Parsley walnut pesto over buckwheat noodles makes a delicious lunch or dinner that can be eaten hot or cold, and involves minimal preparation.
In the summer growing season, you might have extra parsley in the garden, and this makes a great way to use it as an alternative to tabbouleh. In the winter or early spring (or if you are not a gardener), you can buy wonderful Italian parsley most of the year. The main thing is you need to use fresh parsley for this recipe; dried parsley will not provide the flavor or texture to make the pesto correctly.
What is buckwheat? Is it some sort of wheat?
Buckwheat is not from the wheat family. In fact, it is not actually related to wheat at all. It is a pseudo-cereal grain which means its seeds can be ground into flour and otherwise used as cereals. On a nutritional level, Buckwheat has a high protein content. It is a good source of manganese. Manganese is a trace mineral (i.e. you don’t need a lot of it), which helps the body form connective tissue, bones, blood clotting factors and sex hormones. Buckwheat also provides copper, magnesium, fiber and potassium.
The fiber can help slow down the absorption of glucose which can be beneficial for diabetics or those trying to maintain balanced blood sugar levels. Used in Asian and East European cuisine for over 8,000 years, Buckwheat has become a widely consumed grain and can be found in a wide variety of recipes.
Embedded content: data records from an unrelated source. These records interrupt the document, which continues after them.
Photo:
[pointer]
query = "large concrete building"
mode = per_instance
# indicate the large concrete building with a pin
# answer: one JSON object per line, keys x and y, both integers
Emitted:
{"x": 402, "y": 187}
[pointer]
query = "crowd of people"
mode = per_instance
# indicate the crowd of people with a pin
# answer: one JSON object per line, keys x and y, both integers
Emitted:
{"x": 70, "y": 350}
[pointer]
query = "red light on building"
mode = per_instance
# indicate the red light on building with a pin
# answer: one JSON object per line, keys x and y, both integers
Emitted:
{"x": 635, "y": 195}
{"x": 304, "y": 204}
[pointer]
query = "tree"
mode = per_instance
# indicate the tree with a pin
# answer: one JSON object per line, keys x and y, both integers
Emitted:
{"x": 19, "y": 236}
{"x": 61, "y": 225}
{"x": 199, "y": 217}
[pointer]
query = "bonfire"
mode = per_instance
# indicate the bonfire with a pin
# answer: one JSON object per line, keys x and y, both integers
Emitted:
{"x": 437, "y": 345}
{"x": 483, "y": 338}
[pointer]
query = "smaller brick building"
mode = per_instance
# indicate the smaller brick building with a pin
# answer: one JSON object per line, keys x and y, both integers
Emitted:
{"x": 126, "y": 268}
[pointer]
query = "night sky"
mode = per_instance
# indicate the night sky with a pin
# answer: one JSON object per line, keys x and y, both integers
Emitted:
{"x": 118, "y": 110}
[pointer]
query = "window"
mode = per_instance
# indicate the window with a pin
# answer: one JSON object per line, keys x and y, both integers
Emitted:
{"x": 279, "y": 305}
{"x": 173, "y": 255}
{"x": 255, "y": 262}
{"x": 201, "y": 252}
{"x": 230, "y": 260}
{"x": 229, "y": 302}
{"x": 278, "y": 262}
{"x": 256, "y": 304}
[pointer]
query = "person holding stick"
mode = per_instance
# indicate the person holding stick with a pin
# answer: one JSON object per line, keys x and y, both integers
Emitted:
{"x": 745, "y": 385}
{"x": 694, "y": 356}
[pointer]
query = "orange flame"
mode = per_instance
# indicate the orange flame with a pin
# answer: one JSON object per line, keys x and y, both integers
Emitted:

Buckwheat noodles and sodium
From a healthy eating perspective, this recipe is high in sodium if made with “regular” buckwheat noodles. The recommended sodium intake for people under age 51 is 2,300 mg/day; for age 51 and older, it is 1,500 mg/day. If this dish is made with “regular” buckwheat noodles, a single serving contains 650 mg of sodium (nearly 30% of your recommended daily amount if you are under age 51; over 40% of your recommended daily amount if you are age 51 or older).
Use low sodium buckwheat noodles
If you use a very low sodium buckwheat noodle (5 mg per serving) and don’t add any extra salt, the total sodium content for this dish drops to 35 mg per serving. If you need more flavor, try adding extra garlic, pepper or lemon juice instead of extra salt or soy sauce.